If the simulation is not performing rendering then its container can use a base image without support for GPU acceleration and can be run on a CPU-only host system, whilst the model container uses a CUDA or OpenCL equipped base image and runs on a host system with one or more GPUs attached. If the simulation is performing rendering then its container will need to use a base image with OpenGL support and run on a GPU-equipped host system.
This strategy is well-suited to scenarios where there exists a one-to-many relationship between a single simulation and multiple machine learning models, such as when multiple autonomous agents are interacting in a single shared virtual environment. Note that this strategy is not well-suited to scenarios where multiple agents each require rendered frames from a unique camera, since the GPUs attached to the simulation container will quickly become a bottleneck as the number of connected agents increases. In such scenarios, it is better to run an Unreal Engine dedicated server to coordinate shared state and have it communicate with multiple sets of paired containers that each tightly couple an agent with an Unreal Engine client that performs rendering on its behalf.
Separate containers, tightly coupled
- Supported communication mechanisms: network-based, IPC-based
- Unsupported communication mechanisms: in-process
In this strategy, the simulation and the machine learning model are deployed in separate containers that are grouped together using a mechanism such as a Kubernetes Pod.
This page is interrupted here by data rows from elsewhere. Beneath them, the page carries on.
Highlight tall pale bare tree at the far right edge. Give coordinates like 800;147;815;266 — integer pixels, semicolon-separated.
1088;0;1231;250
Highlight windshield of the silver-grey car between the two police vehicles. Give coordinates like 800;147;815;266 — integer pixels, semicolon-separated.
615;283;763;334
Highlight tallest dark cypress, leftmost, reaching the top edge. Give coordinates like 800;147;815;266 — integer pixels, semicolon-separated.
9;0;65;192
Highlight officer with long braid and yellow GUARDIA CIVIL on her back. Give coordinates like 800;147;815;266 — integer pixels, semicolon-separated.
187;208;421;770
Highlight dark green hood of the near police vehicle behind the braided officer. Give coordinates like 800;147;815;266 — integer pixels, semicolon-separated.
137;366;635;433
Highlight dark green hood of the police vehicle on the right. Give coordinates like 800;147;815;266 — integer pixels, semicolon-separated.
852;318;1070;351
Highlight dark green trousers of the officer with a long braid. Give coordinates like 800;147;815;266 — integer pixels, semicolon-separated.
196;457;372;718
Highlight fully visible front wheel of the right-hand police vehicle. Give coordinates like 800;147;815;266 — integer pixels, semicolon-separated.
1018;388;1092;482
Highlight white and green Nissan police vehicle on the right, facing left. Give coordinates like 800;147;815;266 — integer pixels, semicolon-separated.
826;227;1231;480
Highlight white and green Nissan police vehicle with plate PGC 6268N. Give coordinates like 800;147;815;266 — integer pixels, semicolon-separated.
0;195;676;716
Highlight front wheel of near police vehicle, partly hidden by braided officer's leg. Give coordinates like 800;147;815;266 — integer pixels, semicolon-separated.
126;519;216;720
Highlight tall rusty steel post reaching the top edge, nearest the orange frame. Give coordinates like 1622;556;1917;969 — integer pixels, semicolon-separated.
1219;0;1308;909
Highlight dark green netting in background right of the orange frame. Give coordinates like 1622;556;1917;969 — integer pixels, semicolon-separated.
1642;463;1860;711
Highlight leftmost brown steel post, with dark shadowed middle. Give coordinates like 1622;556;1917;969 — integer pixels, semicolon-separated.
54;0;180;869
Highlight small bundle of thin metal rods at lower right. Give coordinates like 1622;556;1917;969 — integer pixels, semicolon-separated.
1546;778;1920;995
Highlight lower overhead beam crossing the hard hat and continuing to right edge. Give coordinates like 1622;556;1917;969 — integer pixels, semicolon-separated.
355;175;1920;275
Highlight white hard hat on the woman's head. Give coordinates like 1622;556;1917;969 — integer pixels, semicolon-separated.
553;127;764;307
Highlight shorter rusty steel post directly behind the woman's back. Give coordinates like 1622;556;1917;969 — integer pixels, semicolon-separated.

This ensures the containers will be scheduled on the same underlying host system and allows them to share their network and IPC namespaces, facilitating both network-based and IPC-based communication.
The container base image requirements for this strategy are the same as those for the loosely coupled strategy described above. Although both the simulation and the model will run together on a GPU-equipped host system, the size of the container image for the simulation can still be kept to a minimum by excluding GPU acceleration support if the simulation does not perform rendering.
This strategy is well-suited to scenarios where there exists a one-to-one relationship between simulations and machine learning models, or when each model is coupled with an Unreal Engine client that communicates with a single Unreal Engine dedicated server that coordinates shared state for a simulation.
- Supported communication mechanisms: network-based, IPC-based, in-process
In this strategy, the simulation and the machine learning model are deployed together in a single container. Because the processes are running in the same container on the same underlying host system, all forms of communication are supported. However, this strategy also imposes a number of limitations that do not exist when using separate containers:
This forces a one-to-one relationship between simulation instances and model instances. One-to-many relationships are not supported.
This violates the guideline that containers should each encapsulate a single concern, which is widely accepted as an industry best practice.
Modifications to either the simulation or the machine learning model will necessitate a rebuild of the single shared container image.
If the simulation is performing rendering then the container base image will need to support both OpenGL and CUDA. (NVIDIA does not currently provide a base image that supports both OpenGL and OpenCL, so you will need to configure a base image manually if your machine learning model requires OpenCL.) If the simulation does not perform rendering then a CUDA or OpenCL equipped base image will be sufficient.